Leftist lawyer leads as violence-hit Ecuador heads to run-off poll


Leftist frontrunner Luisa Gonzalez looked set to take on a surprise candidate, the youthful son of one of Ecuador’s richest men, in a run-off election in October, official results showed Sunday.

Gonzalez, a lawyer close to divisive former socialist president Rafael Correa, was leading with 33 percent of the vote, as 80 percent of the vote was counted.

President of the National Electoral Council Diana Atamaint said results showed no candidate had hit the threshold to win outright, after a tense day of voting under heavy security.

“We are heading to a second round election on October 15,” she told journalists.

Gonzalez will likely go head to head with Daniel Noboa, 35, who had 24 percent of the vote despite not figuring as a favorite in opinion polls ahead of a chaotic election marred by the assassination of a serious contender.

“We are making history,” Gonzalez said, hailing her “triumph” in the first round.
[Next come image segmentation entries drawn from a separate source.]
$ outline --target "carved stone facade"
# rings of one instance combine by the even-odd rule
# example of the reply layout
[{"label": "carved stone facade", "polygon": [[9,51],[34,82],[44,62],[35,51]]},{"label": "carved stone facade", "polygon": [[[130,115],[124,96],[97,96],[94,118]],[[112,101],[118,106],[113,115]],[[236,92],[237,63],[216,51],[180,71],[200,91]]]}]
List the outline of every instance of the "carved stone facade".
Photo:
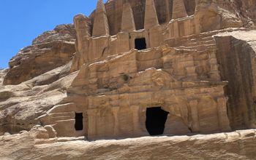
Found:
[{"label": "carved stone facade", "polygon": [[[152,135],[146,125],[152,108],[167,113],[162,134],[253,126],[255,115],[237,122],[232,118],[235,112],[227,113],[234,101],[229,103],[233,93],[227,94],[226,87],[229,79],[236,78],[225,79],[227,73],[219,64],[228,62],[219,58],[213,36],[246,30],[241,28],[242,20],[218,1],[160,1],[165,6],[156,1],[109,1],[104,5],[99,0],[89,17],[75,17],[78,37],[72,71],[79,71],[78,76],[65,100],[40,117],[53,125],[58,136]],[[255,84],[252,81],[249,85]],[[251,97],[246,102],[253,102]],[[75,129],[75,125],[82,127]]]}]

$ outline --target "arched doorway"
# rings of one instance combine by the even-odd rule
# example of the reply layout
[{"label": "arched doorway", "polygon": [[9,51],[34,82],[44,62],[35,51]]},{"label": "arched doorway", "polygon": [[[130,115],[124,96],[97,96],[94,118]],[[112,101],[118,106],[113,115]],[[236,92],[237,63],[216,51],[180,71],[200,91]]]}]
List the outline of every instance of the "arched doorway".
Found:
[{"label": "arched doorway", "polygon": [[165,131],[165,125],[169,112],[161,107],[148,108],[146,116],[146,128],[150,135],[162,135]]}]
Noboa, said the “youth” had chosen him to beat Correa’s party.

The run-off election is set for October 15, and the stakes are high in a once-peaceful nation engulfed by drug violence.

The small South American country has in recent years become a playground for foreign drug mafias seeking to export cocaine from its shores, stirring up a brutal war between local gangs.

The murder of serious presidential contender Fernando Villavicencio on the campaign trail just 11 days before the vote underscored the challenges facing the country.

Ecuadorans voted for a successor to conservative leader Guillermo Lasso, who called a snap election to avoid an impeachment trial just two years after coming to power.

Soldiers and police searched voters at the entry to polling stations, while some of the eight presidential candidates wore helmets and bulletproof vests to cast their ballots.

“The most serious problem is insecurity,” said voter Eva Hurtado, 40, as she left a polling station north of the capital Quito on Sunday morning. “So many crimes, assassinations, disappearances. We are afraid.”

“Security, above all the security of our families, of our people, must be improved,” said public worker Luis Veloso, 52. 

Gonzalez, who sees herself as a defender of Correa’s socialist legacy, had long been leading opinion polls, with Villavicencio second until his murder.

She has said the former president Correa will be a close advisor if she is elected.

Correa was sentenced to eight years in jail after an investigation by Villavicencio into corruption, and fled to Belgium where he has been living in exile for six years.

Villavicencio was replaced at the last minute by a close friend and another journalist, Christian Zurita, who came in third with 16 percent of votes.

Hours ahead of the vote, Zurita said he was receiving death threats on social media.

However Noboa, who appeared in the only televised debate in a bulletproof jacket, pulled off the big surprise of the day.

His father, Alvaro Noboa, ran unsuccessfully for the presidency five times.

In one of the world’s most biodiverse countries, a historic referendum also took place on whether to keep drilling for oil in an Amazon reserve that is home to three of the world’s last uncontacted Indigenous populations.

With only 30 percent of votes counted, the “yes” vote to halt drilling was leading with 58 percent of support. 

Ecuador was once seen as a haven of peace wedged between cocaine-producing nations Colombia and Peru.

The small country straddles the Andes and the Amazon, and was best known as the world’s top exporter of bananas and home to the biodiverse Galapagos Islands, where British scientist Charles Darwin developed his theory of evolution.

However, in the past five years its large ports, lax security and corruption have lured foreign cartels that have come under increased pressure from the war on drugs in Mexico and Colombia.

A struggle for power between local gangs has mostly played out in prisons, where 430 have been killed since 2021, leaving a trail of dismembered and burned bodies.

In 2022, the country hit a record of 26 murders per 100,000 inhabitants, higher than the rate in Colombia, Mexico or Brazil.